Thank you for the new release, I tried it on my SK096 @ 120 MHz and it seems to have issues. Initially only it was running, it shows the same issues after I had started SIV.

file.php?id=219794

I just tried to run my SK096 @ 80 MHz , 2 x 40 and it's not stable, once in a while I managed to get Windows NT 4.00 SP6a to boot, but it crashed all too quickly. From one BSOD I could see the CPUID was 0483, the same as when it's running @ x3.

I recently discovered the SK080 this is a DX2 with a 16KB L1 cache and a CPUID of 0480, so basically a DX4 sold as a DX2 !

file.php?id=219795

Reply 23 of 43, by red-ray

User metadata
Rank Oldbie
Rank
Oldbie

I felt I should try x2 again so I tried 2 x 33 and this was OK, 486mult did better. I wonder, is 120 MHz just faster than it expects?

file.php?id=219798

I then switched to 2 x 40 (no reboot, just change the FSB speed with a switch) and again all was OK.

file.php?id=219799

I wonder why it won't boot @ 2 x 40, but is happy if I switch to 2 x 40.

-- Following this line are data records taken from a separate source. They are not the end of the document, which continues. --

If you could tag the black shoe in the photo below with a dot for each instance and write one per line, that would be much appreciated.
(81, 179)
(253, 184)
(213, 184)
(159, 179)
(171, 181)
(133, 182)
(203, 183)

Reply 24 of 43, by mkarcher

User metadata
Rank l33t
Rank
l33t

While I have to correct myself, the tool wasn't yet tested with NT4, but with Windows 2000 instead, I don't think that's the issue with your 120MHz system. Taking a first glance at the raw values, there really is a significantly unexpected pattern in the measurement results: While two out of three values in the "delta values" line are close zero, as expected in a x3 system, the non-zero values should all be approximately the same, but in your case, they are around 240, 480 and then 240 again, that is a "double-height" step for the middle value. I don't yet have an idea what might cause this deviation.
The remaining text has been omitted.